Brendan O’Neill, has been elected Regional President for the Society of St Vincent de Paul in its Northern Region.
This is a volunteer role in which the Portaferry native Brendan will have responsibility for the Society’s 1850 volunteers, 70 paid staff and 32 shops in Northern Ireland. Speaking this week about his new appointment Brendan commented, “Our role is one of service to those in need and that need has increased year on year and will continue to do so, particularly with the advent of the Universal Credit benefit system’’.

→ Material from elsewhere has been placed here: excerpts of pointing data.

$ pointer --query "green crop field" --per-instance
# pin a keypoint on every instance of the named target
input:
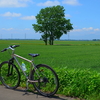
(77, 63)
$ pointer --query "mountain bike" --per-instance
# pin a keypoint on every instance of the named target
(43, 77)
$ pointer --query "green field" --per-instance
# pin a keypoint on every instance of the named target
(76, 58)
(73, 54)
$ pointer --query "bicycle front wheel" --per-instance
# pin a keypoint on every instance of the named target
(48, 82)
(9, 74)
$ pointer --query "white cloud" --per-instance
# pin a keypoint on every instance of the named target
(7, 29)
(27, 28)
(9, 14)
(97, 29)
(14, 3)
(86, 29)
(28, 18)
(49, 3)
(67, 15)
(71, 2)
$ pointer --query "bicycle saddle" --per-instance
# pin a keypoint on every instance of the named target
(33, 55)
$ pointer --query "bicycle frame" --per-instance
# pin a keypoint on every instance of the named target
(15, 57)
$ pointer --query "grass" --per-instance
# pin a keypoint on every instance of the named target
(77, 60)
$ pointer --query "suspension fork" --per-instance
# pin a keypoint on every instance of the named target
(10, 67)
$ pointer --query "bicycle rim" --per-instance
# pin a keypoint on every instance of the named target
(11, 78)
(48, 83)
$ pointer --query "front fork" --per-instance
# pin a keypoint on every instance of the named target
(10, 67)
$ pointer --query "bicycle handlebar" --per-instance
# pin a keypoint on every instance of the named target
(10, 47)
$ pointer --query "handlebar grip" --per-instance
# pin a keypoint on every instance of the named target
(4, 50)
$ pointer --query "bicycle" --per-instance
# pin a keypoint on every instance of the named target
(43, 77)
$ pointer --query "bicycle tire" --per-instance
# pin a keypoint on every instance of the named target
(10, 79)
(49, 84)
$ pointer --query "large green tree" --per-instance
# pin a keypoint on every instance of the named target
(51, 22)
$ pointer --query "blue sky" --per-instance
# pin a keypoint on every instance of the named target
(17, 17)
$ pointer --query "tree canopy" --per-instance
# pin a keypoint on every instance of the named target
(51, 22)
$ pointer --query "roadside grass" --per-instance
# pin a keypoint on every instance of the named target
(76, 63)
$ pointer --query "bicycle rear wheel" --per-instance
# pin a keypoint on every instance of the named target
(9, 74)
(48, 83)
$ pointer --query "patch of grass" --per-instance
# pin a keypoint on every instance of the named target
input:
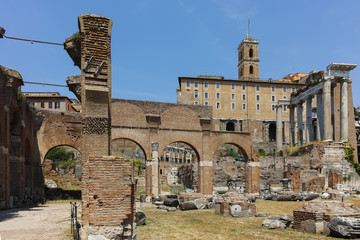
(205, 224)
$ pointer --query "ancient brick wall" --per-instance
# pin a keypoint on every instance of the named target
(111, 191)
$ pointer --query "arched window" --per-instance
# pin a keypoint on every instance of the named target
(272, 132)
(230, 126)
(251, 69)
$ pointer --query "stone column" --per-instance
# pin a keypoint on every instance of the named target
(319, 120)
(309, 127)
(344, 119)
(300, 123)
(326, 97)
(279, 127)
(155, 169)
(292, 125)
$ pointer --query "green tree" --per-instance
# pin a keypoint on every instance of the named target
(61, 157)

He added “Now that the Christmas period is approaching, we expect demands for our services to rocket, as they do every year at this time. Our volunteers will give selflessly to ensure that the families who contact us, can have toys and food for their children on Christmas morning that they perhaps wouldn’t have had without our intervention.” Brendan continued, “On behalf of the Society of St Vincent de Paul, a huge thank you goes out to the general public who support us and we ask for their continued support, particularly at this time. We can’t do what we do without you.”
Meanwhile this week, the St Vincent de Paul (SVP) marked Poverty Eradication Day (17 October) by calling for more support to help the local organisation assist those in desperate need within communities across Northern Ireland. With no devolved government currently in place, the SVP says it is noticing a marked increase in those seeking its support, which could be the result of a lack of advocacy at legislative level. Brendan O’Neill said, “Some people in Northern Ireland are facing the depths of poverty every day, and due to the political situation, there are no opportunities for groups to campaign on their behalf at governmental level. He added, “We have seen an increase in families and individuals contacting SVP asking for help with the basic necessities since this time last year. 31% of those we have supported in the last year have needed help with food, 21% needed assistance with fuel and 16% required household goods, such as chairs to sit on or a table from which to feed their families’’.

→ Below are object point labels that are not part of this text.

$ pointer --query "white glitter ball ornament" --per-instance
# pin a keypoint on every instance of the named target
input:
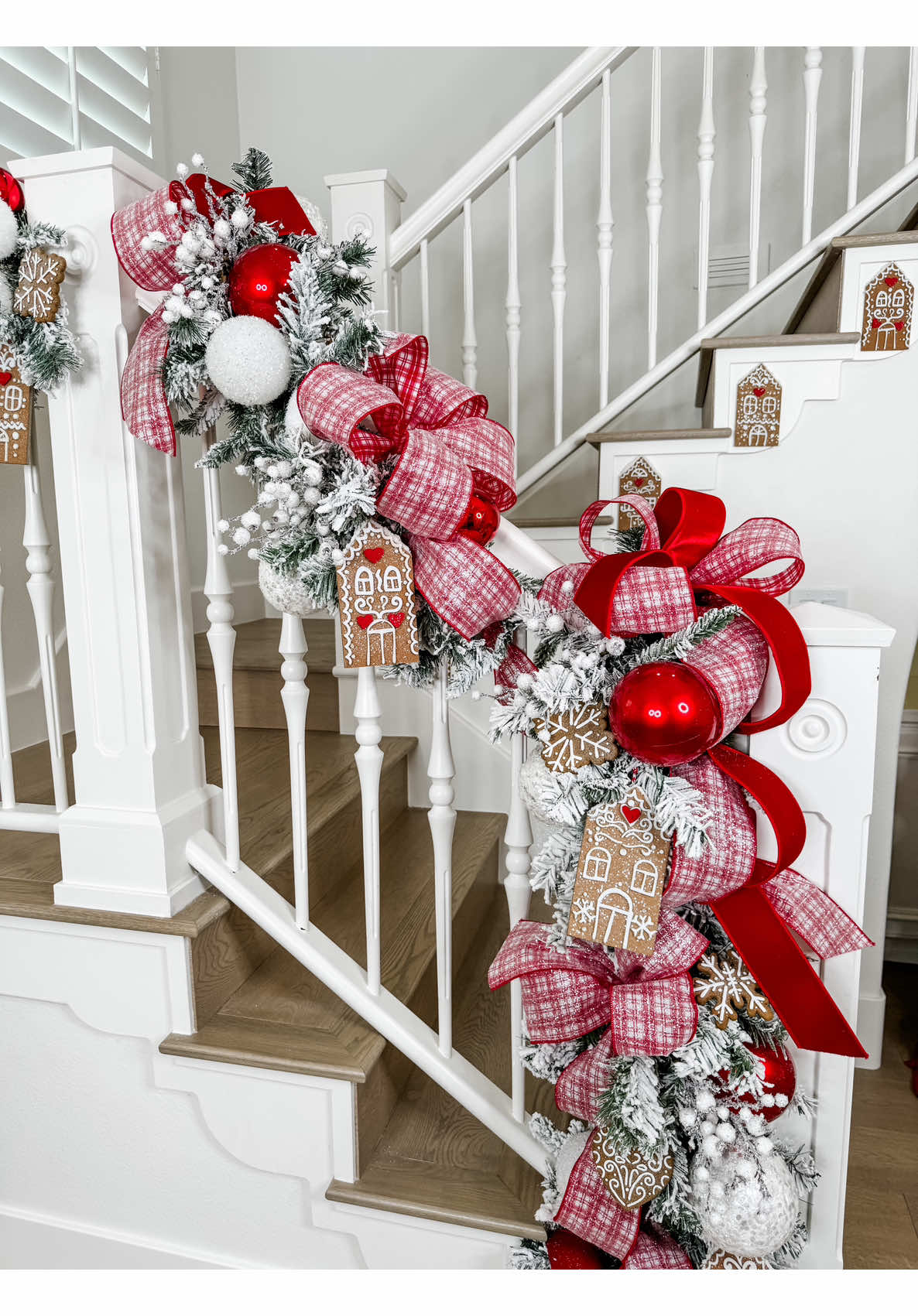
(9, 231)
(285, 593)
(248, 361)
(748, 1216)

He continued “Many of those whom we support are unemployed single parents living alone in rented accommodation, surviving on basic benefits. In some cases they have to choose between heating their home for their children and feeding them; a choice no-one should have to make. Our network of volunteers makes hundreds of visits per week to families and individuals, offering a shoulder to lean on and a helping hand, where possible. What they see can be shocking and is leading to raised levels of frustration. There should be activists proactively speaking up for those in need and, indeed,a platform from which to do so.”
He concluded “Our hope for Poverty Eradication Day 2017 is that governmental stability can return soon, which can offer us opportunities to speak on behalf of those in desperate need, who are currently, without a voice that can engender any positive change.”